Kejadian kemarin malam sudah mereka lupakan, karena yang terpenting tidak ada barang yang hilang. Besok pagi nya pasangan kekasih itu sudah bersiap akan berangkat ke suatu daerah pantai yang jaraknya lumayan jauh dari posisi hotel itu.


"Kamu sudah gak ngambek lagi kan sama aku?" tanya Dilon menoleh sekilas lalu kembali fokus menyetir.


Olivia pun ikut menolehkan kepala. "Enggak, kemarin itu aku lagi haid hari pertama jadi bad mood terus bawaannya," jawab nya.


"Oh pantesan, aku kira kenapa," gumam Dilon yang bernafas lega sendiri mendengar nya.


Menelusuri jalanan di Yogyakarta di pagi hari cukup menyenangkan karena mata di manjakan oleh banyaknya tempat indah.
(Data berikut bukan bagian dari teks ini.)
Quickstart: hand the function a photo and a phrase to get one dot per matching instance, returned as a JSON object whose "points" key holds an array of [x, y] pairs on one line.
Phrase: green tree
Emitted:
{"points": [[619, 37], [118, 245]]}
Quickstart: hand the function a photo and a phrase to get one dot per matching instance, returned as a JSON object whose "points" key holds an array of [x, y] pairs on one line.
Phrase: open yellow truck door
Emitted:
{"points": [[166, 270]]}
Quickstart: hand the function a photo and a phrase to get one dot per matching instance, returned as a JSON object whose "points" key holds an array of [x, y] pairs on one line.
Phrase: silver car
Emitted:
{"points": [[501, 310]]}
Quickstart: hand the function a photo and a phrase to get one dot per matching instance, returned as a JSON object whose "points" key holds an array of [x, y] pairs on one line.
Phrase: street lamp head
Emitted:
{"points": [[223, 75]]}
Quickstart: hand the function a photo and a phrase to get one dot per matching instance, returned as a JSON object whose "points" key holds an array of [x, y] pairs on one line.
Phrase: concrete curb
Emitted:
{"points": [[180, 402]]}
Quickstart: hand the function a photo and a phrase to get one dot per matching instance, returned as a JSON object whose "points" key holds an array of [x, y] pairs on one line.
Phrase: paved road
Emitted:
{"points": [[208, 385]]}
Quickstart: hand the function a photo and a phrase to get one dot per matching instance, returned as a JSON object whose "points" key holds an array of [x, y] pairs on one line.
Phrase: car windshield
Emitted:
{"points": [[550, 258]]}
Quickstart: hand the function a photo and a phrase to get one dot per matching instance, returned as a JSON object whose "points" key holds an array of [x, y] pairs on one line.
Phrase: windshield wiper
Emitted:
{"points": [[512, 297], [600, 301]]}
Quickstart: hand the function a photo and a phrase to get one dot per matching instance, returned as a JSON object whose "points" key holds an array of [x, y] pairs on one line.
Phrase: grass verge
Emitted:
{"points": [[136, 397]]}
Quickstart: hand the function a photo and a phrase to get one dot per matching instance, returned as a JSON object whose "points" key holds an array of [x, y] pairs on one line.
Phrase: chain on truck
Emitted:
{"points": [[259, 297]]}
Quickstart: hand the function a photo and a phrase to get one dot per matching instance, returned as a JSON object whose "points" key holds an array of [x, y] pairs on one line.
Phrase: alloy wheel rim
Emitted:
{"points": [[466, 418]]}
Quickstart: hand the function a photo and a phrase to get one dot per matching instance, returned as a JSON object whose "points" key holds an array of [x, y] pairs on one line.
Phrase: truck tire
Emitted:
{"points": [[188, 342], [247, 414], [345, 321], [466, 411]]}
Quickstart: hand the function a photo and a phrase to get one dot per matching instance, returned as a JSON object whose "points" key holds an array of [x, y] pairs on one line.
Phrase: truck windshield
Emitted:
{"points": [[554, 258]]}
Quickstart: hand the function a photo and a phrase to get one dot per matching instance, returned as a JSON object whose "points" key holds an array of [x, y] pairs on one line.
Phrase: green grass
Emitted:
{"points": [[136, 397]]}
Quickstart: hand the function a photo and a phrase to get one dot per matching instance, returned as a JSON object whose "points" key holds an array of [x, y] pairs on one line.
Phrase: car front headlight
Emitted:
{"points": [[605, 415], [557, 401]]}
Keputusan mereka liburan kesini pun tidak salah, walau ini bukan pertama kali.


Sepanjang perjalanan diiringi musik yang menemani agar membuat tidak ngantuk, namun tetap saja Olivia yang bosan tertidur. Dilon yang melihatnya hanya tersenyum, lalu sedikit mengecilkan volume musik nya.


Karena perjalanan menempuh satu jam an lebih, jadi Dilon pun tidak masalah yang menyetir. Sesampai nya di hotel tempat mereka menginap baru, Ia pun baru membangunkan pacar nya itu.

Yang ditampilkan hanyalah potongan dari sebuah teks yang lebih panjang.